Results of a multicenter study of 129 women with advanced breast cancer show that a blood test that spots cancer-linked DNA correctly predicted that most of those patients with higher levels of the tumor markers died significantly earlier than those with lower levels.
The Johns Hopkins Kimmel Cancer Center scientists, who developed the test and led the study, say the results, if confirmed in more studies, suggest that the DNA detector, called cMethDNA, could be widely used to identify breast cancers at higher risk for recurrence and track the success or failure of treatment. Results of the study were published online Nov. 21 in the Journal of Clinical Oncology.
“There’s a great need in cancer patients to be able to quickly and easily assess if a particular treatment is working in order to switch to another if it’s not, thus avoiding wasted time, potential side effects and cost,” said Kala Visvanathan, professor of epidemiology at the Johns Hopkins Bloomberg School of Public Health, professor of oncology at the Johns Hopkins University School of Medicine and director of the Clinical Cancer Genetics Program at the Johns Hopkins Kimmel Cancer Center. “Our study results, although preliminary, suggest that cMethDNA has the potential to be an effective way to do this for breast cancer patients.”

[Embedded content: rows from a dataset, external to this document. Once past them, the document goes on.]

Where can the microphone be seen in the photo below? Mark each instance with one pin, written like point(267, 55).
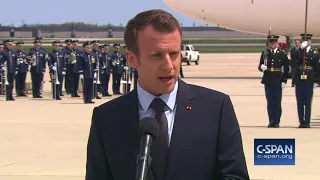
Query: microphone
point(149, 130)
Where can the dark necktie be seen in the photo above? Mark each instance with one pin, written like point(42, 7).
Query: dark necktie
point(160, 145)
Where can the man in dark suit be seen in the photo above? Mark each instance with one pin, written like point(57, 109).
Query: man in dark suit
point(294, 55)
point(199, 135)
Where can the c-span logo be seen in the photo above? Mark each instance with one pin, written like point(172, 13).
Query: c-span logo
point(274, 151)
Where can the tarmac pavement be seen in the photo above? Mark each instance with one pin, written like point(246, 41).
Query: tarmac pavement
point(46, 139)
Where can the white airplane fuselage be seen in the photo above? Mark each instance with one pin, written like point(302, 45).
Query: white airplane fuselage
point(286, 17)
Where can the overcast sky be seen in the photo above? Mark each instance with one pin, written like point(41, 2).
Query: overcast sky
point(94, 11)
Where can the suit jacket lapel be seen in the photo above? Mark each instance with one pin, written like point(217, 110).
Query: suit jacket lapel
point(182, 118)
point(128, 139)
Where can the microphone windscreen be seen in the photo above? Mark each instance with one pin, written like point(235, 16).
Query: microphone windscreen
point(150, 126)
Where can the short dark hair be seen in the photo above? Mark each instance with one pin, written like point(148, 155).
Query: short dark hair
point(160, 20)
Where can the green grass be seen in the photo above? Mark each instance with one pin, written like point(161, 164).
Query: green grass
point(229, 49)
point(185, 40)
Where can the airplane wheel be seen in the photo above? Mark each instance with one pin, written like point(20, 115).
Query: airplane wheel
point(197, 61)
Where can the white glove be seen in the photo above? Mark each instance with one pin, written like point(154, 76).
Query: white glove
point(263, 67)
point(315, 85)
point(304, 44)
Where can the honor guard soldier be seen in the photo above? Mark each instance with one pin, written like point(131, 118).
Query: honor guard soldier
point(88, 71)
point(100, 65)
point(1, 71)
point(106, 58)
point(68, 50)
point(23, 66)
point(294, 56)
point(9, 60)
point(307, 78)
point(34, 47)
point(76, 52)
point(275, 68)
point(127, 75)
point(118, 62)
point(37, 59)
point(57, 65)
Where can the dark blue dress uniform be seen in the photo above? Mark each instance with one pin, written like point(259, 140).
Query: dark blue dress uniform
point(56, 59)
point(294, 55)
point(68, 52)
point(23, 68)
point(38, 39)
point(106, 58)
point(118, 62)
point(87, 69)
point(38, 61)
point(274, 79)
point(9, 57)
point(306, 78)
point(1, 71)
point(75, 71)
point(97, 86)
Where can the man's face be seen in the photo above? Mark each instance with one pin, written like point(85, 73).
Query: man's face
point(309, 42)
point(20, 47)
point(75, 45)
point(95, 46)
point(117, 49)
point(87, 49)
point(9, 45)
point(37, 45)
point(159, 60)
point(56, 47)
point(273, 44)
point(69, 45)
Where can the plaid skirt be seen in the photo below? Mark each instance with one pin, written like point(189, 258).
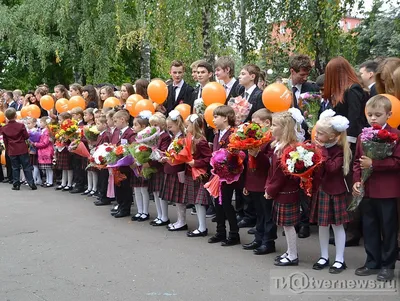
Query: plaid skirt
point(172, 190)
point(156, 182)
point(286, 214)
point(194, 192)
point(33, 159)
point(63, 160)
point(329, 209)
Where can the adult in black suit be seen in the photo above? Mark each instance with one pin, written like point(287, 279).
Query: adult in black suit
point(367, 74)
point(179, 91)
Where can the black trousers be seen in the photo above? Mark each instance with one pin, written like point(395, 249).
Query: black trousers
point(266, 229)
point(226, 211)
point(380, 225)
point(79, 171)
point(123, 192)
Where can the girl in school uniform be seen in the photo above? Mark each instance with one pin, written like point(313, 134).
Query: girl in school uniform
point(282, 188)
point(156, 181)
point(172, 189)
point(328, 206)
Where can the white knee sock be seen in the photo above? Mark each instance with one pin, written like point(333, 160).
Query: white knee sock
point(340, 243)
point(138, 199)
point(90, 180)
point(64, 178)
point(164, 210)
point(95, 180)
point(49, 176)
point(146, 199)
point(70, 177)
point(291, 239)
point(158, 204)
point(323, 233)
point(201, 217)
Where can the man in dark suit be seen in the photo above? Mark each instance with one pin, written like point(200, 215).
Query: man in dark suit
point(179, 91)
point(367, 73)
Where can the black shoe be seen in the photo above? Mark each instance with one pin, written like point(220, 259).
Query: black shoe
point(245, 224)
point(216, 238)
point(335, 270)
point(304, 232)
point(317, 266)
point(251, 231)
point(385, 274)
point(197, 233)
point(231, 241)
point(122, 214)
point(251, 246)
point(264, 249)
point(365, 271)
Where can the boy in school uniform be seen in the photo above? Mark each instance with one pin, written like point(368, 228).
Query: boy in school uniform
point(379, 205)
point(14, 137)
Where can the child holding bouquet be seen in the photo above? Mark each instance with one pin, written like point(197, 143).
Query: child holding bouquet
point(63, 158)
point(281, 187)
point(45, 152)
point(224, 120)
point(140, 185)
point(194, 192)
point(156, 181)
point(380, 190)
point(172, 189)
point(328, 205)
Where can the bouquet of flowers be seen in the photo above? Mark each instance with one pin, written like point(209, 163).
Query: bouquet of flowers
point(300, 161)
point(248, 136)
point(241, 107)
point(377, 144)
point(227, 167)
point(142, 154)
point(91, 132)
point(311, 103)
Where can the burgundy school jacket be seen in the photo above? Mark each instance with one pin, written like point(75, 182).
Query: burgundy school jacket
point(384, 180)
point(162, 144)
point(15, 136)
point(103, 138)
point(201, 156)
point(255, 179)
point(329, 176)
point(282, 188)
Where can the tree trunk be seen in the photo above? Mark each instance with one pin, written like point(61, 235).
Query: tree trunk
point(145, 60)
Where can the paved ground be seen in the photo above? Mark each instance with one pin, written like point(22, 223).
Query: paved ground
point(55, 246)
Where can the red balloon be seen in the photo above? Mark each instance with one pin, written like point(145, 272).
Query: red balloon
point(213, 93)
point(277, 97)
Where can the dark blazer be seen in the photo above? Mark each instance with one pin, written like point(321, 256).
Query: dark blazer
point(255, 179)
point(162, 144)
point(282, 188)
point(256, 100)
point(15, 136)
point(184, 96)
point(384, 180)
point(330, 176)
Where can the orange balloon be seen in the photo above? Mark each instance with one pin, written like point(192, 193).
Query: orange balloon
point(47, 102)
point(143, 105)
point(277, 97)
point(394, 120)
point(76, 101)
point(62, 105)
point(111, 102)
point(213, 93)
point(157, 91)
point(209, 113)
point(33, 111)
point(184, 109)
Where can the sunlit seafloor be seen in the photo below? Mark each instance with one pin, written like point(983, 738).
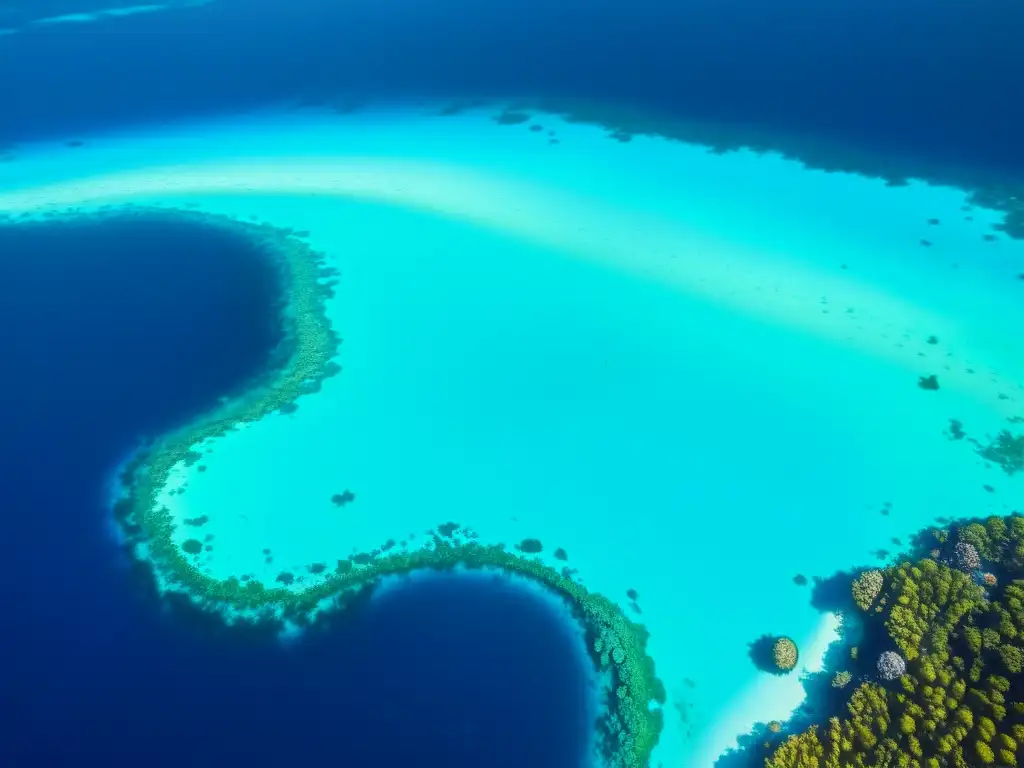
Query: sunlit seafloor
point(697, 375)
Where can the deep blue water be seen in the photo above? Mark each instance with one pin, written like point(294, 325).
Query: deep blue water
point(932, 78)
point(118, 330)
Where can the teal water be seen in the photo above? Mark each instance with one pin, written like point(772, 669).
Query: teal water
point(696, 374)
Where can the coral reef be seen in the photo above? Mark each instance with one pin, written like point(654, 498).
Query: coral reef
point(784, 653)
point(951, 692)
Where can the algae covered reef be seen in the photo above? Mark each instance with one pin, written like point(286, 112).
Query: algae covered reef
point(939, 667)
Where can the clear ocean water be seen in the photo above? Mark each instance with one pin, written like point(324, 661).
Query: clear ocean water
point(696, 372)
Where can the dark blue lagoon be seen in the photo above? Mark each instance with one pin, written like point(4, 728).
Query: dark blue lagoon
point(118, 328)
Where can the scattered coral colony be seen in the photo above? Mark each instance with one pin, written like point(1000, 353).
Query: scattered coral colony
point(939, 672)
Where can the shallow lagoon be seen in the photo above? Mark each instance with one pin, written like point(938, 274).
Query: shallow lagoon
point(697, 374)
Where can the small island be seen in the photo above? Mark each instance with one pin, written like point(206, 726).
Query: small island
point(937, 678)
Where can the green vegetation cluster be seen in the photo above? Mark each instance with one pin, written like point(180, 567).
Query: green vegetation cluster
point(961, 701)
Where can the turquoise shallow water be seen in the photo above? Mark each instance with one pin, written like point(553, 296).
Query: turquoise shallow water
point(696, 374)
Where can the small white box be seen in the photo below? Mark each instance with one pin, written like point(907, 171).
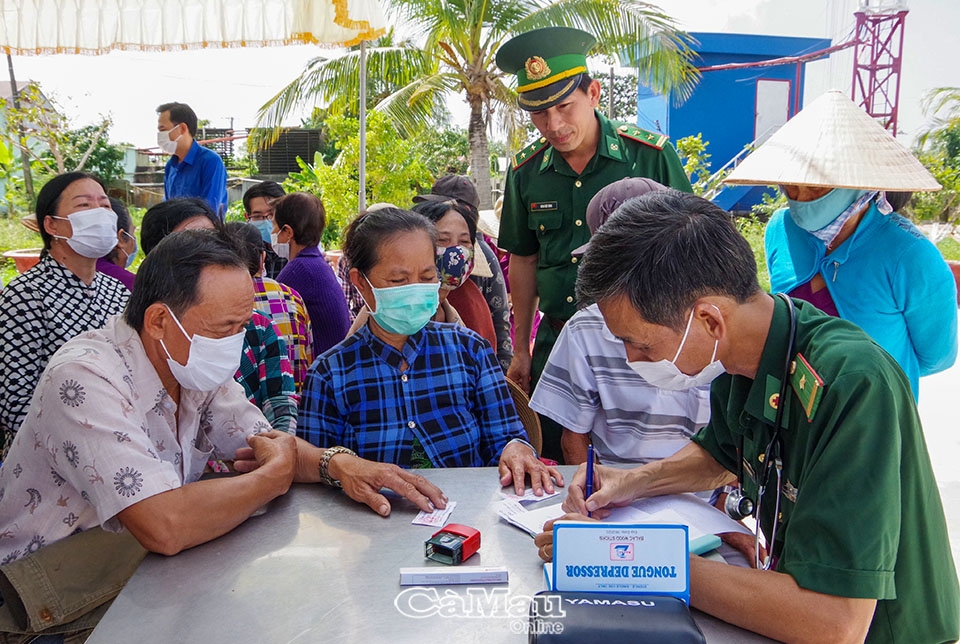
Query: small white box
point(437, 576)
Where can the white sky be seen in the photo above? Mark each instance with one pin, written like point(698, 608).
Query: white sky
point(220, 84)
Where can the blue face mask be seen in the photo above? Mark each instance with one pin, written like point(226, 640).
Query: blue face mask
point(819, 213)
point(406, 309)
point(131, 257)
point(265, 226)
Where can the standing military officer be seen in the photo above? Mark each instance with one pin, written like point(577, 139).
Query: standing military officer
point(553, 179)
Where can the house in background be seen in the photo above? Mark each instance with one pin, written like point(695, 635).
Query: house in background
point(735, 107)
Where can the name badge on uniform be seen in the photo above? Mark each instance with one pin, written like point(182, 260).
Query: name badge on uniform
point(540, 206)
point(621, 558)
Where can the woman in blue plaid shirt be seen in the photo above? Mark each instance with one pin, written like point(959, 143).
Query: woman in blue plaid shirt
point(405, 389)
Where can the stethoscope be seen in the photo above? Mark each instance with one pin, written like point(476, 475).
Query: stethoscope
point(739, 506)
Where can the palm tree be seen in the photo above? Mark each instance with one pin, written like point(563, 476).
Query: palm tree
point(459, 40)
point(942, 104)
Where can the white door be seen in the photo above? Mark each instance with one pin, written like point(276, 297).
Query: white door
point(773, 108)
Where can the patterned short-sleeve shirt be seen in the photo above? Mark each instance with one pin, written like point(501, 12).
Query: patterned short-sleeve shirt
point(451, 398)
point(39, 311)
point(103, 434)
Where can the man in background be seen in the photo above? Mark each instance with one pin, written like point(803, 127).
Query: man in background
point(193, 170)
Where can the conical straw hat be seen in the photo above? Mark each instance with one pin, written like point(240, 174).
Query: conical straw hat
point(833, 143)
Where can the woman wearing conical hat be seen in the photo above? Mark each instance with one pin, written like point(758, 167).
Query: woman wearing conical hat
point(840, 246)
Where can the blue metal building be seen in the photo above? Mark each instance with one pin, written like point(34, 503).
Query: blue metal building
point(737, 106)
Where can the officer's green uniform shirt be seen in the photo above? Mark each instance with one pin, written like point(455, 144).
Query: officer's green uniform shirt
point(862, 516)
point(545, 202)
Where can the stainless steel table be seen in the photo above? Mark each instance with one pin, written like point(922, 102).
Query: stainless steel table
point(317, 566)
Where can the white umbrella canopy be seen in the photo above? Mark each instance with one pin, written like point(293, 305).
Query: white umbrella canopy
point(29, 27)
point(38, 27)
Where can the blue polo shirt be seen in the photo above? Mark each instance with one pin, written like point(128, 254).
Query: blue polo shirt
point(200, 174)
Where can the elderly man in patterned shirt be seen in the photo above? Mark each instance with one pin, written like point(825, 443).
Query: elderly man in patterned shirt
point(126, 417)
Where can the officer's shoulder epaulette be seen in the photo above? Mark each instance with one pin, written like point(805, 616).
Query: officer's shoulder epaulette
point(527, 153)
point(640, 135)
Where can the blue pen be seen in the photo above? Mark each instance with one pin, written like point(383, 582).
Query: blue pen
point(589, 474)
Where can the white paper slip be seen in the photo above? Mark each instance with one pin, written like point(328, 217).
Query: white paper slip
point(446, 575)
point(528, 495)
point(530, 521)
point(437, 518)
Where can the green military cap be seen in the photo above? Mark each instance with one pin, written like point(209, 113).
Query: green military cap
point(548, 63)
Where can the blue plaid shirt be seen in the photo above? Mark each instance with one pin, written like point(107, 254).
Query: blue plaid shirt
point(452, 398)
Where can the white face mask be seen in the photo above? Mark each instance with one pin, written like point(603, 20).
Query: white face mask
point(167, 144)
point(283, 250)
point(94, 232)
point(210, 363)
point(666, 375)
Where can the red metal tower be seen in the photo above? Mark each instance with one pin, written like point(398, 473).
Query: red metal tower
point(877, 57)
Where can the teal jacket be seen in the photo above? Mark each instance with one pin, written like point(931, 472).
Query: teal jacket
point(887, 278)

For the biomarker study, the Johns Hopkins scientists prospectively analyzed blood samples collected from 141 women with advanced breast cancer who were beginning a new treatment at seven cancer centers in the U.S., including The Johns Hopkins Hospital.
The scientists collected the samples at the start of therapy, four weeks later and when the women’s cancers were “restaged,” usually after 12 weeks.
The cMethDNA test analyzes a filtered portion of the blood called serum, which contains proteins and genetic material, such as DNA, released by cells. The test searches for evidence of so-called hypermethylation, a type of chemical tag affixed to DNA in one or more of six breast cancer-specific genes. Biologically, hypermethylation often silences genes that keep runaway cell growth in check, and its appearance in the DNA code of breast cancer-related genes shed into the blood may indicate that a patient’s cancer growth is increasing and the disease has worsened.
To figure out how well the test reflected disease trends, results of the blood tests were analyzed to look at two measures of survival: progression-free and overall survival over the study period. The scientists then used statistical models to evaluate the distribution of cancer-linked DNA in the patients’ blood samples over the seven-year study to find the largest degree of differences between patients with low and high levels of evidence of hypermethylation in their DNA.
Because progression-free and overall survival are distinct outcomes, the cutoff value for women with high versus low levels of cancer DNA in their blood in relation with the outcome was different for progression-free and overall survival. Therefore, the absolute number of women with high and low levels of cancer DNA in their blood in the analysis of progression-free survival was different from that of the overall survival analysis.
Among 128 of the 141 patients, the scientists found that the median progression-free survival of 71 patients identified with high levels of cancer DNA in their blood was 2.1 months, compared with 5.8 months for 57 patients with low levels. In 129 patients, median overall survival for 62 patients identified with high levels of cancer DNA in their blood was 12.3 months, compared with 21.7 for 67 patients with low levels. Median follow-up of the women in the study was 19.5 months (range 0.8-86.3 months). By the end of the seven-year study period, nearly all the women enrolled in the study had died of their metastatic cancer.